If either type of decay is going to develop under a crown as a result of poor dentistry, it will usually happen fast. This is why some dentists (including any practicing through the NHS) will redo a crown or other restoration for free if decay develops underneath it within a certain period of time. For NHS dentists, this guarantee is valid for the first full year after your treatment.

Signs and Symptoms

It can be hard to spot a cavity under a crown, but there are a few tell-tale signs that indicate something might be wrong. These include:

  • Pain or sensitivity in your crowned tooth, especially in response to hot or cold temperatures or sweet food and drink

  • Discolored tooth surfaces around the margins of the crown

  • Foul smells in the area around your crowned tooth

  • Bleeding gums in the area around your crowned tooth

In addition to these symptoms, you should also be on the lookout for signs that your crown is beginning to fail. In this case, you might notice:

  • Small holes worn in the top of your crown, especially on the tips

  • Unusual looseness in your crown, which you might feel as a slight shift when chewing or biting

What to Do

If you think you might have a cavity under a crown, here are steps to take:

1. See your dentist. You may suspect you have a cavity under your crown, but you can’t diagnose it yourself. You’ll need to see a professional.

2. Have a visual exam. Your dentist will start by examining the tooth in question. They may be able to see evidence of the cavity just from this visual exam.

3. Get an x-ray. Even if they suspect its presence from the exam, the dentist will take an x-ray to confirm the cavity is there. They will be able to clearly point it out to you on the x-ray.
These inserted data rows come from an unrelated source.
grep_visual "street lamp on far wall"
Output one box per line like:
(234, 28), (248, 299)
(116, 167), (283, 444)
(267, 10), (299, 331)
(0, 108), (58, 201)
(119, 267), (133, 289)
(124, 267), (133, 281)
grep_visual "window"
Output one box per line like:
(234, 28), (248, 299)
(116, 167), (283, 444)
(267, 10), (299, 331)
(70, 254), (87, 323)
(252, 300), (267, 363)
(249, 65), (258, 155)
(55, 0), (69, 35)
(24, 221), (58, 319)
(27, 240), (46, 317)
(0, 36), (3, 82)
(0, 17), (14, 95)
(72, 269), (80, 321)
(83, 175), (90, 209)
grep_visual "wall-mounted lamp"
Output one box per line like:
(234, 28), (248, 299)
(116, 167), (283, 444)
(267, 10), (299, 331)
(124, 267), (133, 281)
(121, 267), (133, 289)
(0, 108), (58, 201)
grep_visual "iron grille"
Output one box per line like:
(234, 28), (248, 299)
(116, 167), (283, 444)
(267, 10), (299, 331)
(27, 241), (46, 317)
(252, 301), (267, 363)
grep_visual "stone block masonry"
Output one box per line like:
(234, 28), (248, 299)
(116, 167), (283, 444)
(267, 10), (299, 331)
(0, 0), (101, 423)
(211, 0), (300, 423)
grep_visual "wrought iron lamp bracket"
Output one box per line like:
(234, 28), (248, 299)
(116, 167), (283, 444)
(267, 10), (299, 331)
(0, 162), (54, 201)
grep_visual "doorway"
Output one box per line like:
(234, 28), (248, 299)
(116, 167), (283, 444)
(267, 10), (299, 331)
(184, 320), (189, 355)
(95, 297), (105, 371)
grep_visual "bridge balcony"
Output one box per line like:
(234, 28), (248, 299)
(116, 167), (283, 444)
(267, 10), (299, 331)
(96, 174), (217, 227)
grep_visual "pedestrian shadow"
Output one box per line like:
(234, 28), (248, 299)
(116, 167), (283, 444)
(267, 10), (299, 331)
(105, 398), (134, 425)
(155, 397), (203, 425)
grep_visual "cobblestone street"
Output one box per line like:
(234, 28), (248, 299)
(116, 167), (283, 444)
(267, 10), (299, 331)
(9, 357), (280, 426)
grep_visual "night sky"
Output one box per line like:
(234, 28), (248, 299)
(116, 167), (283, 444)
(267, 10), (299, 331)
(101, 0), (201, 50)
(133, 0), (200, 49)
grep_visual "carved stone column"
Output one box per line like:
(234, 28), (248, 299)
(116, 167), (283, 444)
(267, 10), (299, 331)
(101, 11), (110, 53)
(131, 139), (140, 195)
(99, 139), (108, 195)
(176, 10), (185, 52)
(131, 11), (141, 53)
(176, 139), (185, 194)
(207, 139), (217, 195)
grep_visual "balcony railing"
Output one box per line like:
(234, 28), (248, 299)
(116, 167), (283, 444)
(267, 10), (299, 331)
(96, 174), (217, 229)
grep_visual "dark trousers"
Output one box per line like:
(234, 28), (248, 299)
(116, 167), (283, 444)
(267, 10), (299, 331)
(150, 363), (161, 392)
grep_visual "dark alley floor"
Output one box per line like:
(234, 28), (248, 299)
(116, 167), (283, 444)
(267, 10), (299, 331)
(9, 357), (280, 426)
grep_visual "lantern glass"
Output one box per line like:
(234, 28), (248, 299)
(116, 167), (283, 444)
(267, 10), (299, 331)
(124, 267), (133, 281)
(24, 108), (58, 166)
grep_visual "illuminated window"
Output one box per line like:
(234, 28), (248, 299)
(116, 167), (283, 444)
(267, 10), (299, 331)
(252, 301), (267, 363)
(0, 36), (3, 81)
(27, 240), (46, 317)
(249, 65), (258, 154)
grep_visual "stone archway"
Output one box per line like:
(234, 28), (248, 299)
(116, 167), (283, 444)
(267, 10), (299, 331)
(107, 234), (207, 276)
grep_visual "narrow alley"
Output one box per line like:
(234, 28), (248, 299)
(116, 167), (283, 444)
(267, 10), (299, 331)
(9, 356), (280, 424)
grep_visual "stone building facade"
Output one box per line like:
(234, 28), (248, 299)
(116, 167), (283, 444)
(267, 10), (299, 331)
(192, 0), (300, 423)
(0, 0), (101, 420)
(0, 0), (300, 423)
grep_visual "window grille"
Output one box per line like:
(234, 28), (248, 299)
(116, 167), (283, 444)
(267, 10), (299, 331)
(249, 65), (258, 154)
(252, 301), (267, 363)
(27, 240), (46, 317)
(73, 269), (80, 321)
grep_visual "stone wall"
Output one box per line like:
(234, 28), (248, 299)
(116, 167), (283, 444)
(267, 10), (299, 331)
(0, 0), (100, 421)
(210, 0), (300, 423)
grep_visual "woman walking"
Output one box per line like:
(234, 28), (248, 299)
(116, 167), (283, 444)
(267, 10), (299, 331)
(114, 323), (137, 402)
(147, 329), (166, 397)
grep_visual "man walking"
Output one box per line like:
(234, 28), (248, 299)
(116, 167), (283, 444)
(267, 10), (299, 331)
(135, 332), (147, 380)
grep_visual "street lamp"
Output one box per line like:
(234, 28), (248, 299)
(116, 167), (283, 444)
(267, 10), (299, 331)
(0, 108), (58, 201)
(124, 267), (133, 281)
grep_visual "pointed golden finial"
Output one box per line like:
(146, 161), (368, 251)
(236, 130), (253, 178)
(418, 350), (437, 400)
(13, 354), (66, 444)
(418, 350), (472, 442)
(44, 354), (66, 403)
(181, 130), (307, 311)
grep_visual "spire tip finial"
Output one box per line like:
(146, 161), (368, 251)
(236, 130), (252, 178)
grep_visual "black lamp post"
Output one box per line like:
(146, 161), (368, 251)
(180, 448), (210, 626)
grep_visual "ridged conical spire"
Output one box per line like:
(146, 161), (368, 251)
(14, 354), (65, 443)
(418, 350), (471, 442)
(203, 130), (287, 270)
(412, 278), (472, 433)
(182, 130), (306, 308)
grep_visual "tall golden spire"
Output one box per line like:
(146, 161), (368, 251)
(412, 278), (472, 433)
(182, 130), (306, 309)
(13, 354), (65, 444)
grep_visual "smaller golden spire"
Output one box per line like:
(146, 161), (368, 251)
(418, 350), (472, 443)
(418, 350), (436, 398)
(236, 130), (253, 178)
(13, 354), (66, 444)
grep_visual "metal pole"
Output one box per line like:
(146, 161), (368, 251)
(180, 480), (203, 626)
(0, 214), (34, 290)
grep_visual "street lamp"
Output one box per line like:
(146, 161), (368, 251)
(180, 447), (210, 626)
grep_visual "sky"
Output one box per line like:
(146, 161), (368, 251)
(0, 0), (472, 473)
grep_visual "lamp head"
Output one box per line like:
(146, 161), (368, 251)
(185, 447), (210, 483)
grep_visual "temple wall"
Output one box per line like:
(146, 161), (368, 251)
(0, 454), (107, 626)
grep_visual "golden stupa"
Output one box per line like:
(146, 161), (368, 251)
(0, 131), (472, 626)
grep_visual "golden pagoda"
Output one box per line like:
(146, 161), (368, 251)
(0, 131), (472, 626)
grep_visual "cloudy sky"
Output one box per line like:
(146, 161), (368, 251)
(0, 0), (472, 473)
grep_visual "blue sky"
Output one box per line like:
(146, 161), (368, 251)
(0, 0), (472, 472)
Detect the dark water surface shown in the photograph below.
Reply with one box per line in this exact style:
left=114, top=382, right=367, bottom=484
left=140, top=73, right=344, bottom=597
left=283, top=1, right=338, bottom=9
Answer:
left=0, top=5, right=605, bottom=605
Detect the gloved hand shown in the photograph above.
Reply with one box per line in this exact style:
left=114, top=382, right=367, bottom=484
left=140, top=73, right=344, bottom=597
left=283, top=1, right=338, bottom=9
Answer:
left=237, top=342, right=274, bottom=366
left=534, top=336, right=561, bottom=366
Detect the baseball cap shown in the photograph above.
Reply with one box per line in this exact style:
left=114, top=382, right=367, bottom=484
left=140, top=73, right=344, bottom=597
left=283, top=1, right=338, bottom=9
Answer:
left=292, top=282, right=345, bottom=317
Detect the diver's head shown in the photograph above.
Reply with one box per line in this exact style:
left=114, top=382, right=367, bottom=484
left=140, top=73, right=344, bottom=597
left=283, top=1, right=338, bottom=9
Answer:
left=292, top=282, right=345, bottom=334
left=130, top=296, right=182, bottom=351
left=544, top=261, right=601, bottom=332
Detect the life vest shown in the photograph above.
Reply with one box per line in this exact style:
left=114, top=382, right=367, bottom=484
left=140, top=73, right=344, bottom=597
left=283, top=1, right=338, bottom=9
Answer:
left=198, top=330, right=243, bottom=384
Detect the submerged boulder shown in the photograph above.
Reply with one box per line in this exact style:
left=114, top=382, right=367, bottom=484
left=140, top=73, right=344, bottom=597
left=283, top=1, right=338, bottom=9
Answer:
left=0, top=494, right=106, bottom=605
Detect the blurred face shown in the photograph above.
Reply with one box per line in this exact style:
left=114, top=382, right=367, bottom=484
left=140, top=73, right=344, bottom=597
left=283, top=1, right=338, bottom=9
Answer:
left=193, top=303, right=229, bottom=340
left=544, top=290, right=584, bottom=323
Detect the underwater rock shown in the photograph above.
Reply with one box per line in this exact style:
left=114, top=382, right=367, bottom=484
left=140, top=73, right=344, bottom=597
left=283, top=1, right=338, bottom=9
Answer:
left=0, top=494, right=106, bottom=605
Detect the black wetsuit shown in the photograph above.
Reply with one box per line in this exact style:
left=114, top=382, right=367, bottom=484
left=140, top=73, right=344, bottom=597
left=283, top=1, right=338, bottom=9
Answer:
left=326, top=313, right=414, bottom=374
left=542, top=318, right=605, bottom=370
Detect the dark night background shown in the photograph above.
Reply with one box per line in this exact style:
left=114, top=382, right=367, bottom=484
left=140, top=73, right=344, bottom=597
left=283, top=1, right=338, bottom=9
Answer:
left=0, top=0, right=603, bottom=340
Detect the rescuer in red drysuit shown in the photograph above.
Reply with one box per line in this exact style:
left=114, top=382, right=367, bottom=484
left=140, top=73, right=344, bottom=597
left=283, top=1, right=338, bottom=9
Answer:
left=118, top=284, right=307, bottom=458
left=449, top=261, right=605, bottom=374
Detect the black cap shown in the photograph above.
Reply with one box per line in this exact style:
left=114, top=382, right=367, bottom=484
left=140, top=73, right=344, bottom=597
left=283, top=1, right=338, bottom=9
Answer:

4. Discuss treatment options. Your dentist will recommend a treatment that makes the most sense given the location and severity of the cavity. In some cases, they may be able to fill the cavity without removing the crown, but in others, they’ll need to remove the crown to properly clean and fill the cavity. Part of this discussion will involve details on cost as well as insurance coverage.


When a crowned tooth has a cavity, here are three possible solutions: a filling, a new crown or an extraction.


Because a crown covers most of the tooth, it is only possible to fill a cavity in a crowned tooth without removing the crown if the cavity is on the crown’s margins. There is a risk that your dentist will fail to drill out some of the decay that is covered by your crown, making it likely that the decay will continue to get worse. Most dentists will only consider placing a filling under a crown if the decay is minor.

Replacing the Crown

More often, your dentist will recommend removing your crown to drill out the new decay and then placing a new crown on top of your tooth. This should stabilize the condition of your tooth and keep the decay from spreading.


In some cases, the decay beneath a crown is so advanced that there is nothing a dentist can do to save the tooth. When this happens, extraction is the only viable option. This is why it’s important to act quickly when you suspect that you might have a cavity under your crown.


You can take several steps to prevent decay under a crown. Be sure to:

  • Brush your teeth at least twice a day, paying special attention to any crowned teeth

  • Floss carefully around your crown at least once a day

  • Avoid consuming too many sweet foods and drinks, restricting them as much as your willpower allows

  • Get treatment for any nighttime teeth grinding habits you might have. (These behaviors put extra stress on your crown and may cause it to develop loose margins or holes more quickly than expected.)

  • Visit your dentist for regular checkups so that the dentist can inspect the margins of your crown for any decay

  • See your dentist as soon as possible if you notice any signs that there might be a cavity under your crown

Disclaimer: This article is intended to promote understanding of and knowledge about general oral health topics. It is not intended to serve as dental or other professional health advice and is not intended to be used for diagnosis or treatment of any condition or symptom. You should consult a dentist or other qualified healthcare provider with any questions you may have regarding a medical condition or treatment.